しかし、なぜだか晴れない面持ちでいるのは、千尋だけではなかった。
「なんか肩透かし食らった感じ」
隊用車に乗りながら鳴虎が呟く。千尋も頷きながら彼女の隣席を確保した。
帰りの運転はエッサイが担当するらしく、助手席にモモスケ、女性陣二人のうしろには匡辰と時雨が乗り込んでくる。後頭部にどちらとも知れない視線を感じながら、親友の言葉を次いだ。
「うちも絶対騒念絡みや思とった。……まあなんとも言えんけどな、ちょいキショかったし」
「何そのふんわりした判断基準。……あの、ねえ、椿吹は何か感じた?」
「ッ……いや。これといって大した特徴はなかったように思う。とくに知性が高いわけでも、厄介な特性があるわけでもなかった。……確かに、肩透かしという表現が一番合うな」
「そーよねぇ。それにちょっと静かだったし」
「ん? どゆこと?」
「あたしらは小さいの相手だったからかもだけど、音念にしてはあんまり騒がしい感じじゃなかったかなって。あんたらはそう思わなかった?」
「言われてみれば……別にそれ自体は珍しいことでもないが」
考え込む大人三人を横目に眺めたあと、時雨がぼやく。
「……蛍いたら何か聞こえたんじゃね」
「そうね」
鳴虎は同意しながら端末を取り出した。
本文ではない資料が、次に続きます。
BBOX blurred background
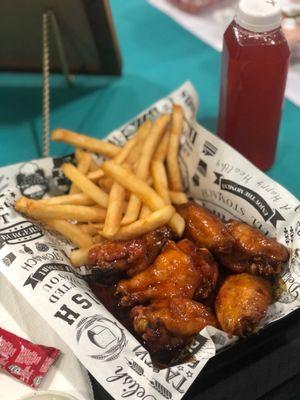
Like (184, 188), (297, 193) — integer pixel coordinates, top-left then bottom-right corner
(0, 0), (300, 197)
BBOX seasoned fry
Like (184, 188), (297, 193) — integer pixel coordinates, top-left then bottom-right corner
(87, 121), (151, 181)
(151, 161), (171, 204)
(169, 190), (188, 205)
(122, 114), (170, 225)
(93, 234), (104, 244)
(87, 167), (104, 181)
(70, 239), (104, 267)
(167, 105), (183, 192)
(61, 164), (108, 207)
(69, 149), (91, 194)
(126, 119), (153, 166)
(38, 193), (95, 206)
(153, 128), (170, 162)
(80, 223), (104, 236)
(103, 182), (125, 238)
(44, 219), (93, 247)
(139, 204), (151, 219)
(89, 153), (99, 172)
(70, 247), (90, 267)
(102, 161), (185, 236)
(101, 206), (175, 240)
(97, 176), (114, 193)
(15, 197), (106, 222)
(51, 129), (121, 157)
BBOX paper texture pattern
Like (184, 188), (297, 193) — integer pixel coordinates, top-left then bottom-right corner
(0, 82), (300, 400)
(148, 0), (300, 106)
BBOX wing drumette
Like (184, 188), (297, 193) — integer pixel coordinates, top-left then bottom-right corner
(88, 227), (172, 282)
(218, 221), (289, 276)
(215, 274), (272, 336)
(117, 239), (218, 306)
(177, 201), (234, 254)
(131, 297), (217, 352)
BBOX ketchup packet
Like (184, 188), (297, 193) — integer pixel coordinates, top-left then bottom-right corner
(0, 328), (60, 388)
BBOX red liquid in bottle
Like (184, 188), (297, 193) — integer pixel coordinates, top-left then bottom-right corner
(218, 21), (290, 170)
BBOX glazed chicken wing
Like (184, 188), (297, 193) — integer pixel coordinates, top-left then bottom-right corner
(88, 227), (172, 283)
(131, 297), (216, 352)
(177, 201), (234, 253)
(117, 239), (218, 306)
(218, 221), (289, 276)
(215, 273), (271, 336)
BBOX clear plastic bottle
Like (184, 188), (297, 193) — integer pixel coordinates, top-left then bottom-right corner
(218, 0), (290, 170)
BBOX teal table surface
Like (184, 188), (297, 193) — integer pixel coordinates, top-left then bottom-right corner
(0, 0), (300, 198)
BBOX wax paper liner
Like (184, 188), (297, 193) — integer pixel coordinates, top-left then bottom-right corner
(0, 82), (300, 400)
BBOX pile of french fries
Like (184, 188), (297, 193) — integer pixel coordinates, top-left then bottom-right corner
(15, 105), (187, 266)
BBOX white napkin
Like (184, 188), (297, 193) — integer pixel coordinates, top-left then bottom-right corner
(0, 274), (94, 400)
(148, 0), (300, 107)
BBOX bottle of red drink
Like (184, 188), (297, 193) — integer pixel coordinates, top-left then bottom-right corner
(218, 0), (290, 170)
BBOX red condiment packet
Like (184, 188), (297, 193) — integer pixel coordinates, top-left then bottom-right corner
(0, 328), (60, 388)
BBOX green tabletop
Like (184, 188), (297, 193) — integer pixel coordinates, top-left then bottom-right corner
(0, 0), (300, 198)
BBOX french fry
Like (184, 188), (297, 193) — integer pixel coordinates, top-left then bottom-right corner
(93, 234), (104, 244)
(89, 153), (99, 172)
(97, 176), (114, 193)
(101, 205), (175, 240)
(102, 161), (185, 236)
(87, 167), (104, 181)
(153, 128), (170, 162)
(167, 105), (183, 192)
(61, 164), (108, 207)
(169, 190), (188, 205)
(122, 114), (170, 225)
(151, 161), (171, 204)
(80, 223), (104, 236)
(87, 120), (152, 181)
(103, 182), (125, 238)
(38, 193), (95, 206)
(43, 219), (93, 247)
(70, 247), (90, 267)
(139, 204), (151, 219)
(51, 129), (121, 157)
(126, 119), (153, 166)
(70, 244), (103, 267)
(15, 197), (106, 222)
(69, 149), (91, 194)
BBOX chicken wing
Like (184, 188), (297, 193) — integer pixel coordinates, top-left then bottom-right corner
(117, 239), (218, 306)
(177, 201), (234, 254)
(218, 221), (289, 276)
(130, 297), (217, 352)
(88, 227), (172, 283)
(215, 273), (271, 336)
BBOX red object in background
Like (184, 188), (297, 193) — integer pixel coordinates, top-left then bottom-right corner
(0, 328), (60, 388)
(169, 0), (220, 14)
(218, 0), (290, 170)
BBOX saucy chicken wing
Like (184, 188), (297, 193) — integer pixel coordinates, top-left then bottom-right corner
(117, 239), (218, 306)
(218, 221), (289, 276)
(215, 273), (271, 336)
(177, 201), (234, 254)
(130, 297), (217, 352)
(88, 227), (172, 282)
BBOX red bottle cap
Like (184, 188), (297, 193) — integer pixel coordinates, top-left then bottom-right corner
(236, 0), (281, 32)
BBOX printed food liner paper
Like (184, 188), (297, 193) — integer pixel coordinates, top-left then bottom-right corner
(0, 82), (300, 400)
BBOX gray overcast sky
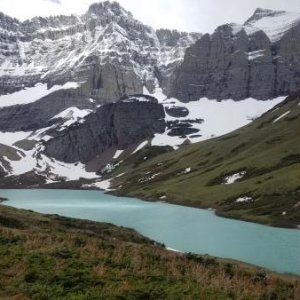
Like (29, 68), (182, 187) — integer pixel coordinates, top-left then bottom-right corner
(0, 0), (300, 33)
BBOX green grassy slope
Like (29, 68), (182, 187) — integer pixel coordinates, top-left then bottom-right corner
(0, 206), (300, 300)
(112, 95), (300, 227)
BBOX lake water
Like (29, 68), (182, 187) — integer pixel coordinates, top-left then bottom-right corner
(0, 190), (300, 275)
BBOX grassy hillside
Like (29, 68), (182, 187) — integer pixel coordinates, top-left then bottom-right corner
(112, 95), (300, 227)
(0, 205), (300, 300)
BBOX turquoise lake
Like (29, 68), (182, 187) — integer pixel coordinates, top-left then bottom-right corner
(0, 190), (300, 275)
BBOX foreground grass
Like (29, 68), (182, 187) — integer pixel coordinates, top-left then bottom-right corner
(0, 205), (300, 300)
(109, 95), (300, 227)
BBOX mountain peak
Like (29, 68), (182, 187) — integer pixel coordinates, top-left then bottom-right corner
(88, 1), (132, 17)
(245, 8), (287, 25)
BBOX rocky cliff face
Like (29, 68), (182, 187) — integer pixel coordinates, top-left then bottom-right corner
(0, 1), (201, 103)
(45, 98), (165, 163)
(168, 9), (300, 102)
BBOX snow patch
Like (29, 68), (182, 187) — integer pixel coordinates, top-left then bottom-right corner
(132, 141), (148, 154)
(223, 171), (246, 184)
(245, 10), (300, 43)
(113, 150), (124, 159)
(144, 87), (286, 149)
(0, 131), (32, 146)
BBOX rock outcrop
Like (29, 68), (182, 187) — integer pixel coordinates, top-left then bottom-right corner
(45, 98), (166, 163)
(168, 9), (300, 102)
(0, 1), (201, 104)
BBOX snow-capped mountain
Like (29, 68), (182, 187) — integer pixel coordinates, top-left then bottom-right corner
(168, 9), (300, 102)
(0, 1), (201, 100)
(244, 8), (300, 43)
(0, 1), (300, 184)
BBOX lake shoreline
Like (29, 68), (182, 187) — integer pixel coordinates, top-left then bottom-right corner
(0, 188), (300, 276)
(0, 185), (300, 230)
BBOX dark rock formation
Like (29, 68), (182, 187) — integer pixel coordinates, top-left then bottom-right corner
(165, 106), (190, 118)
(168, 9), (300, 102)
(0, 90), (95, 131)
(45, 101), (165, 163)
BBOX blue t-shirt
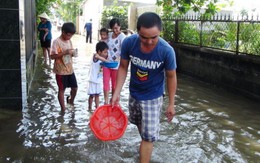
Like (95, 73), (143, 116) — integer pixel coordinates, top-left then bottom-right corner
(85, 22), (92, 32)
(37, 21), (52, 40)
(121, 34), (177, 100)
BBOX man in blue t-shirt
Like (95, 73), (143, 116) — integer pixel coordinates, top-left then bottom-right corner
(111, 12), (177, 162)
(84, 19), (92, 43)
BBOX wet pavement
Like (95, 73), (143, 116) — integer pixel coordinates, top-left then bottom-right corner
(0, 33), (260, 163)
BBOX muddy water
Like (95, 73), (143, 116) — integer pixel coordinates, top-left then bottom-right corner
(0, 35), (260, 163)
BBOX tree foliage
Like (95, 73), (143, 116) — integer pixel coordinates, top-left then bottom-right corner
(156, 0), (231, 18)
(35, 0), (57, 15)
(101, 1), (128, 29)
(35, 0), (84, 23)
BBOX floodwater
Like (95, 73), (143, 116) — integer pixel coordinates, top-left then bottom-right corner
(0, 35), (260, 163)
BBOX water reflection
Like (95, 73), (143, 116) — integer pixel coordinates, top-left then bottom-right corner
(0, 34), (260, 163)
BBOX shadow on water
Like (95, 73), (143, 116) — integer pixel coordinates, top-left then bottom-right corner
(0, 33), (260, 163)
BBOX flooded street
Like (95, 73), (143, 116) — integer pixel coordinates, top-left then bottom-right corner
(0, 32), (260, 163)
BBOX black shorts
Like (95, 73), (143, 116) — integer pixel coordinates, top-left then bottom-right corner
(41, 40), (51, 48)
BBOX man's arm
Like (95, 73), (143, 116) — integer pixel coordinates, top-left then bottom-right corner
(165, 70), (177, 122)
(111, 58), (129, 106)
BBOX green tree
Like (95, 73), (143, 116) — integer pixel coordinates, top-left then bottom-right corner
(101, 1), (128, 30)
(35, 0), (57, 15)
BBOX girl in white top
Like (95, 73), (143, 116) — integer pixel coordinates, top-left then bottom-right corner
(103, 18), (126, 104)
(88, 41), (108, 110)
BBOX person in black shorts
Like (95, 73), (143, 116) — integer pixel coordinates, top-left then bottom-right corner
(37, 13), (52, 63)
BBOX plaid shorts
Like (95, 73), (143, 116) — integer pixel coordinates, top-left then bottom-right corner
(128, 96), (163, 142)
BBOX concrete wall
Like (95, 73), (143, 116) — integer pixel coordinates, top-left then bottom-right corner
(174, 44), (260, 100)
(0, 0), (36, 110)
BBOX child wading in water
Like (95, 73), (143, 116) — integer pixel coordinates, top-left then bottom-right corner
(88, 41), (108, 110)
彼女の帰投連絡を聞きながら、千尋がこっそり背後を伺うと、時雨はつまらなさそうな顔で車窓の彼方を眺めている。
それでつい悪戯心に唆されて「なんやしぐ坊、蛍ちゃん居らんで寂しいん?」と問えば。
「……は!? いやちげぇから……!」
予想より必死な否定が返ってきて、思わず笑いそうになってしまった。
何しろ、ちょうど逆光だったのにすくそれとわかるくらい、少年の頬が赤くなっていたものだから。